Et dans son transport, elle écouta les battements du cœur d’André, comme le fracas des pierres, à la course invisible, qu’elle poussait elle-même dans les précipices.

En luttant, pour résister, la respiration du jeune homme était saccadée. Tout d’un coup il ne vit plus clair. Il saisit aveuglément la taille de la femme. Il la serra désespérément sur sa poitrine, comme si, dans cette étreinte, il avait voulu l’anéantir afin de se délivrer d’elle.

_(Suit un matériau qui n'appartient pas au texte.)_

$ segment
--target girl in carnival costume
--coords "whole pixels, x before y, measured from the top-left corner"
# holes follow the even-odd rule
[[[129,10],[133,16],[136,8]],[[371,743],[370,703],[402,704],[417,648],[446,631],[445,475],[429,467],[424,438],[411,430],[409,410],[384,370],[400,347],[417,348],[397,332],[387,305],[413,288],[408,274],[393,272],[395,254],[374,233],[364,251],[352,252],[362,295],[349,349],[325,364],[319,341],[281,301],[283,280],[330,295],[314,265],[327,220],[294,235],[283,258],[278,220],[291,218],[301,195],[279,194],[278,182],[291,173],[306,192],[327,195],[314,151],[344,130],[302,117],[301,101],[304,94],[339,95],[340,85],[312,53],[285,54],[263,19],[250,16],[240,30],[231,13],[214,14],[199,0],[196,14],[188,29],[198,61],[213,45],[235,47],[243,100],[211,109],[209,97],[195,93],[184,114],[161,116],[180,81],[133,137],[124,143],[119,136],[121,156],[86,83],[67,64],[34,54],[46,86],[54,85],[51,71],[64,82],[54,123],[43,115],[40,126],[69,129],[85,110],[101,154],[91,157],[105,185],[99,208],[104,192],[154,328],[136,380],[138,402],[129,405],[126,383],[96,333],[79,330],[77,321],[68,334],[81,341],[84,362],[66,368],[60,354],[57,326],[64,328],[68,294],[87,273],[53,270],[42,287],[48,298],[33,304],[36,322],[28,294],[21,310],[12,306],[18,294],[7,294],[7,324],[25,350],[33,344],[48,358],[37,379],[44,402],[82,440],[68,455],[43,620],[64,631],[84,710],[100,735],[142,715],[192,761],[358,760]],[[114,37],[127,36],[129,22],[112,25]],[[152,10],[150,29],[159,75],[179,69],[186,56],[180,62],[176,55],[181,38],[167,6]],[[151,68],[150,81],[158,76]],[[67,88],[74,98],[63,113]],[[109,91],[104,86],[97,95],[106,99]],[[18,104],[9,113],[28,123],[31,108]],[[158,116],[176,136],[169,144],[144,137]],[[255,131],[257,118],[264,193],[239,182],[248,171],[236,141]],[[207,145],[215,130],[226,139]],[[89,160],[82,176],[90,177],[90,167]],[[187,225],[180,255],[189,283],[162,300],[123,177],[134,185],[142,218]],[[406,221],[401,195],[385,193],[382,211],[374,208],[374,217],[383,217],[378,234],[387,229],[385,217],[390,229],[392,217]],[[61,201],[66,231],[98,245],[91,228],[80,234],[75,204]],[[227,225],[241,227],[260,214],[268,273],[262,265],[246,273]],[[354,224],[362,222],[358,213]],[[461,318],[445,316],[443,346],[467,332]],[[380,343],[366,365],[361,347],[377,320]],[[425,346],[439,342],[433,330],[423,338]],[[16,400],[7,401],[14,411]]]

Un montagnard grimpait vers les pâturages, sur l’arête des rochers surplombant la forêt. Il paraissait petit et l’homme et sa faux étaient tout noirs en passant, une seconde, devant le disque de feu du soleil. Jella frémit superstitieusement. Elle se rappela quelque chose. En bas, il y avait longtemps, dans son village, sur le seuil de l’auberge, une bohémienne lui avait tiré les cartes. Sur l’une d’elle il y avait un laid faucheur, et la femme lui avait dit que c’était la mort.

André aussi regardait l’homme, mais il ne voyait qu’un paysan laborieux qui marchait au devant du jour nouveau.

Ils avancèrent à pas inégaux sur le sentier de la forêt. Ils ne se parlèrent pas et le silence se fit de lui-même, hostile entre eux.

Le gars siffla. La femme demanda ce que cherchait parmi eux ce chien inconnu à poils blancs. Mais André ne répondit pas à sa question. Elle insista en vain. Le jeune homme n’avait pas un mot à lui dire et pourtant, lorsqu’ils se séparèrent au talus, Jella le vit distinctement se pencher et dire quelque chose au chien errant.